The data rate can be increased by using a high-speed single-link design, or using parallel multi-high-speed links to provide higher aggregation speeds. In terms of speed, most connections can currently achieve high data rates, so don’t worry about it. Technological innovations in copper-based connections are based on improving cable performance, providing high-density signals and power with higher efficiency. Copper cables are also being optimized for 400 gigabit bandwidth, allowing them to maximize their use at higher data rates.
These thin cables address the need for ultra-thin, lightweight and highly flexible passive cabling solutions for high-density rack interior applications, solving many data communication cabling problems. This high-capacity, high-speed I/O interconnect system, paired with optimized copper cable assemblies, provides a high-speed, cost-effective alternative to fiber optics for Ethernet, Fibre Channel and InfiniBand. Of course, it is also necessary to improve the thermal performance of the I/O interconnect ports, and to minimize the heat loss from the data system when designing the connection.
Efficient Power Supply for Data Centers
From the time the power enters the data center to the point of use, the power distribution to the actual point of use has losses of 10% to 15%. More efficient power connectors and busbar connectors can effectively reduce voltage losses and provide power in a more efficient manner. Compactness and high density are the most important things for data centers to choose power connectors.

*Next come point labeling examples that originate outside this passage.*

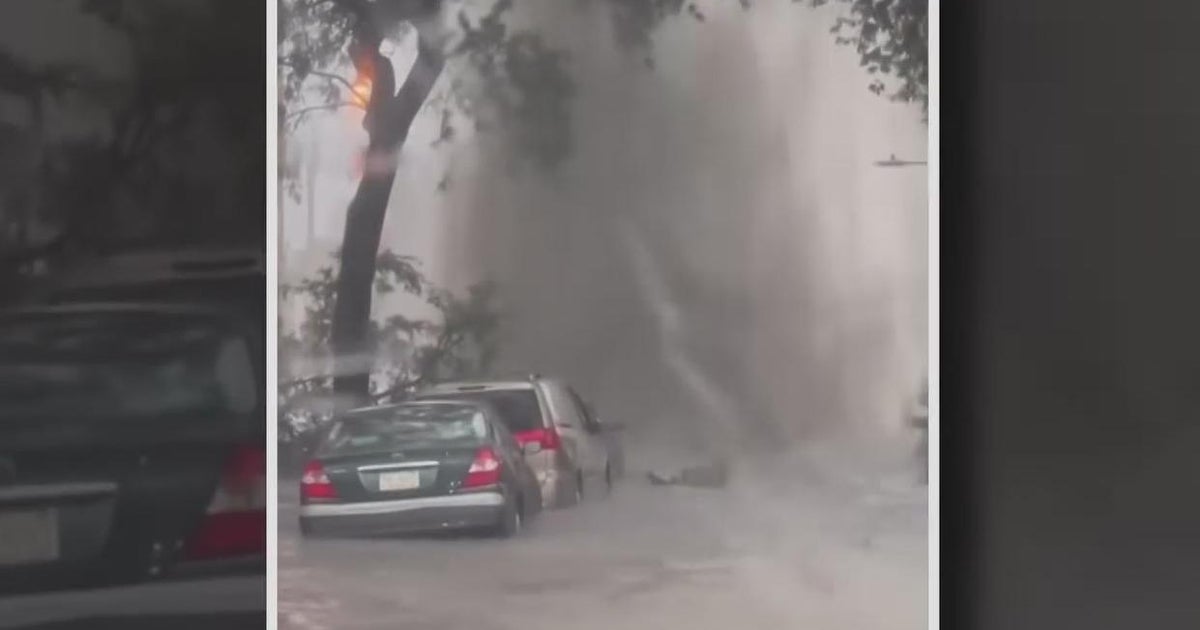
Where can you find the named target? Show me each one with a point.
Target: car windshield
(120, 365)
(407, 427)
(517, 408)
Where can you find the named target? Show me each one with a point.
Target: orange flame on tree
(360, 93)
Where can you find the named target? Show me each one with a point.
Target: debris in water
(714, 475)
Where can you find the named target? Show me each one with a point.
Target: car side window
(505, 438)
(589, 421)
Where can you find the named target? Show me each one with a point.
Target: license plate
(397, 481)
(29, 537)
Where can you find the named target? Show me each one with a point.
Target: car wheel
(511, 521)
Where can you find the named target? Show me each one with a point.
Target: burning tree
(507, 79)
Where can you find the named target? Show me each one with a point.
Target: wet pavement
(646, 557)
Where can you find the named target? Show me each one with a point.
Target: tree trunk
(364, 227)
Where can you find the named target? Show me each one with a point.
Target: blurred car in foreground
(418, 467)
(569, 449)
(131, 445)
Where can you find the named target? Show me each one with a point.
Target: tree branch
(330, 76)
(327, 107)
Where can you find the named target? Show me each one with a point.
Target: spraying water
(720, 257)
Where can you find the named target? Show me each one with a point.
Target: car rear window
(407, 427)
(127, 365)
(519, 408)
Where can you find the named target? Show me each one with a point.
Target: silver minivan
(570, 451)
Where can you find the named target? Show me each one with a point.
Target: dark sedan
(418, 467)
(131, 445)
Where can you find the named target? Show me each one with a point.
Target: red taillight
(315, 484)
(485, 471)
(547, 438)
(235, 521)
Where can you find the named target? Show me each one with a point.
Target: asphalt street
(778, 555)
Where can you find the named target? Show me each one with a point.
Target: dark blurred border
(1071, 382)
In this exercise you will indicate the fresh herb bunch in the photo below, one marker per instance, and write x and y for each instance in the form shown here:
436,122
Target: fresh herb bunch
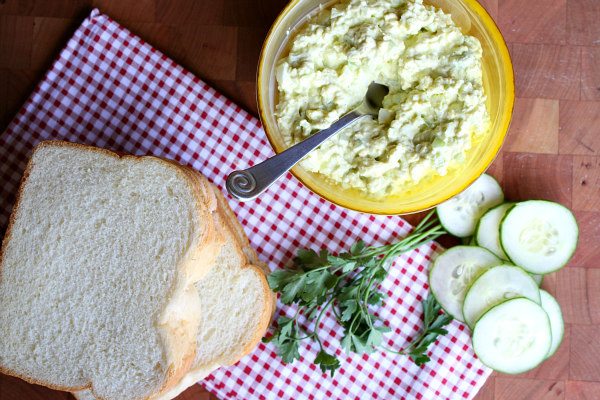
348,284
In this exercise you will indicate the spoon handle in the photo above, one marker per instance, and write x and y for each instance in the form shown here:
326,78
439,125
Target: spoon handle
249,183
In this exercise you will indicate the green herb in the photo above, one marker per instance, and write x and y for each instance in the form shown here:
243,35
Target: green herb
348,285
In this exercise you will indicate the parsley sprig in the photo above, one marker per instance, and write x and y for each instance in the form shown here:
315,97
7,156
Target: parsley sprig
348,285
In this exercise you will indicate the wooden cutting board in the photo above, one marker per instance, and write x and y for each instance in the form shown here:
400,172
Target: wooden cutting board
552,150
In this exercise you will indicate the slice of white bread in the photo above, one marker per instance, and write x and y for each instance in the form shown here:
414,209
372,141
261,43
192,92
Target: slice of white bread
236,304
97,272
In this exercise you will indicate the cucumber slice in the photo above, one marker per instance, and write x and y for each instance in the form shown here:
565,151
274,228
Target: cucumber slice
513,337
496,285
487,233
453,272
539,236
557,325
538,278
460,214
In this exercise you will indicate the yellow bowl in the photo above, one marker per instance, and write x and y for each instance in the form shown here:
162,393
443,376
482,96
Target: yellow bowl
498,83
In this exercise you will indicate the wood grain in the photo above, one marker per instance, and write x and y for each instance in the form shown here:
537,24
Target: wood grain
534,128
519,23
546,70
551,151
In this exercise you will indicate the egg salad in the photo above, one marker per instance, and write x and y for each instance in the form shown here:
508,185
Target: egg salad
434,111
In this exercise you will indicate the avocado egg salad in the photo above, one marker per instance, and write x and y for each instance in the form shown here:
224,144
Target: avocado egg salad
434,111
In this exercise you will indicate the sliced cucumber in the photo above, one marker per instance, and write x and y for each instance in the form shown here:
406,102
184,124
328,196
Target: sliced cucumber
557,325
513,337
538,278
453,272
460,214
487,233
539,235
494,286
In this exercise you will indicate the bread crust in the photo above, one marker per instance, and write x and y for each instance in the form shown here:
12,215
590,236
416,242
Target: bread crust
206,249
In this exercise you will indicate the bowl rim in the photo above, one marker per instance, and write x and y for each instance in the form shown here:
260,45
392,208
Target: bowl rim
507,67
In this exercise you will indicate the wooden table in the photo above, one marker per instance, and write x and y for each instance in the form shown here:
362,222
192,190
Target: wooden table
552,151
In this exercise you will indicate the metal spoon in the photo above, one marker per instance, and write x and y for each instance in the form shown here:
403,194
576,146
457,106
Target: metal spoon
249,183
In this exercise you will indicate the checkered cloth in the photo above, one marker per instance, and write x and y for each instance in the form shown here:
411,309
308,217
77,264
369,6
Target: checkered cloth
110,89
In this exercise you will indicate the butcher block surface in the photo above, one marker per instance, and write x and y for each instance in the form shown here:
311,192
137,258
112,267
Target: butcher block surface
552,150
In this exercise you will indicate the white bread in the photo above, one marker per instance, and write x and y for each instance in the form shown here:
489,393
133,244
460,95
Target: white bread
236,305
97,271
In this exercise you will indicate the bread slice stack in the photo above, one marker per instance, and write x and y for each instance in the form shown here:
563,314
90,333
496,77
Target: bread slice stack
124,277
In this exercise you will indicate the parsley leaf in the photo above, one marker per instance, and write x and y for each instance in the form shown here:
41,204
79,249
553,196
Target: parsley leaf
347,284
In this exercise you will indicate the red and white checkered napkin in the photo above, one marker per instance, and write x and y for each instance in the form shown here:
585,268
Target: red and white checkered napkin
110,89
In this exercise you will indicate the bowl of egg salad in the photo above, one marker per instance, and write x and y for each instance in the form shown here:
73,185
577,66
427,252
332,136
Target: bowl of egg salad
441,125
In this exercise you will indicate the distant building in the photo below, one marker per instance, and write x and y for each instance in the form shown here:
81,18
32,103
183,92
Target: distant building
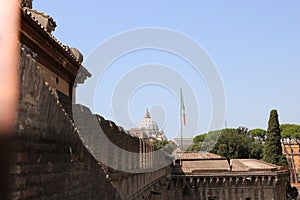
148,129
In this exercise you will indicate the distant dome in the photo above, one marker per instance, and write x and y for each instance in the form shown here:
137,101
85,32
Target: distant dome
148,125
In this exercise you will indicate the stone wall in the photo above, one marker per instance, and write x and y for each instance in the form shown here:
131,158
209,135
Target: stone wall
49,160
233,186
55,156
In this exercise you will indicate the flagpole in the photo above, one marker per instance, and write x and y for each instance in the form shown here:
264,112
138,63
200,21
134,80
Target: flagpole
181,129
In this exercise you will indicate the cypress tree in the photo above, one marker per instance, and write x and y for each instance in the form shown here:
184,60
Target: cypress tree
273,148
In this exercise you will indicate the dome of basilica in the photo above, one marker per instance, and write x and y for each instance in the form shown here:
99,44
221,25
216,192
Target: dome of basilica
148,125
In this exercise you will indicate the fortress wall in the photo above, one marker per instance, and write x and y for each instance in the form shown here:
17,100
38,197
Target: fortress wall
49,160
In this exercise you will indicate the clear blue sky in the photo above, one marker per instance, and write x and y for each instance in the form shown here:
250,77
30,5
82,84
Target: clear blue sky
255,46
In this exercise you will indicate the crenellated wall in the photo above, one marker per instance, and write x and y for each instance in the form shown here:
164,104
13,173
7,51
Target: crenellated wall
57,157
49,159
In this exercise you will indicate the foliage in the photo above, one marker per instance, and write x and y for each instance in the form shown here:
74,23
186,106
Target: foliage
291,192
272,148
238,143
230,143
258,134
199,138
165,145
290,132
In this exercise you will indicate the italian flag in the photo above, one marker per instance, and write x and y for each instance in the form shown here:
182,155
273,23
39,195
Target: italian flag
182,107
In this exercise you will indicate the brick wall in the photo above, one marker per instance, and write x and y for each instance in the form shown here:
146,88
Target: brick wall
49,160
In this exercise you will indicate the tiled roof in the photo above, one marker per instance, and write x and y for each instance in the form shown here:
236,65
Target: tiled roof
205,165
201,155
27,11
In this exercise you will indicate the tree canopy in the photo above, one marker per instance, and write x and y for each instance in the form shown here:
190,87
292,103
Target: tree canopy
273,148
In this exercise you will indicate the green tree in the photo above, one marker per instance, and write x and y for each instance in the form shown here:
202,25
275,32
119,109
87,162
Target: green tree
258,134
197,143
234,143
165,145
272,148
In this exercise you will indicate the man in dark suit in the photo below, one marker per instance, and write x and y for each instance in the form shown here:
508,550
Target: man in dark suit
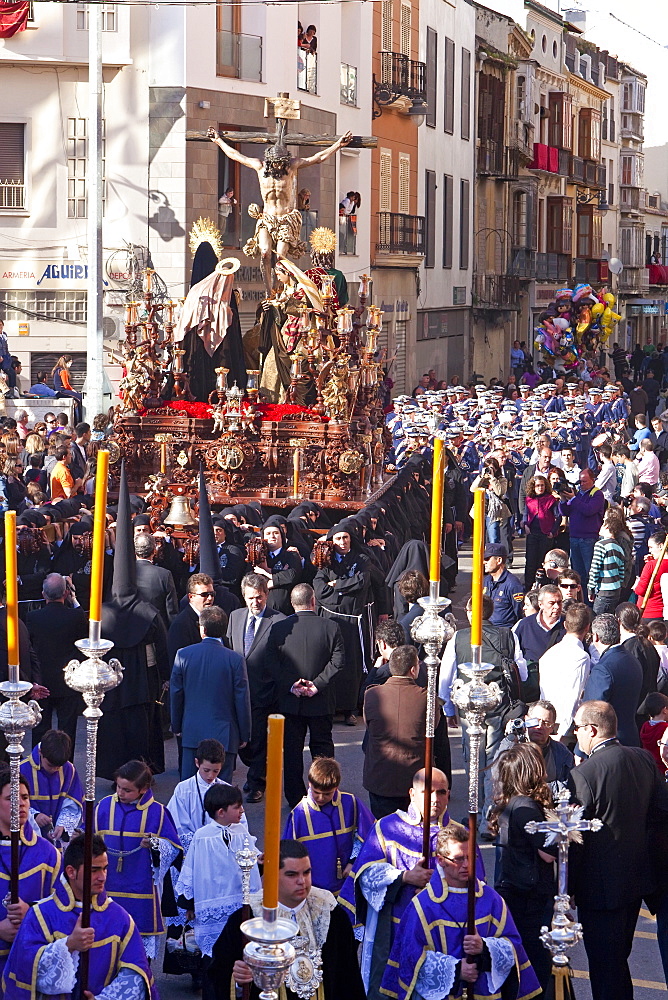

Modularization in connection design with higher signal density has become a trend. The direct integration of signal terminals into terminal modules enables terminal modules to support more signals, and signal density has been greatly improved. The advantages of modularity do not stop there. The general advantage of modular combination—the variety of combinations, also reduces many limitations in efficient power supply design.
The current capability is also very intuitive. The current capability that each terminal of the current connector can carry determines whether it can meet the higher power and higher performance requirements of high-power data centers. Likewise, heat dissipation is essential for efficient power supply, which determines whether the connector can fit into compact data center designs.
summary
The expansion of data center scale requires higher data rate connections and more powerful and efficient power supply support. Keeping up with changing data rates, bandwidth demands, and power demands is an ongoing battle for the various connected systems in a data center.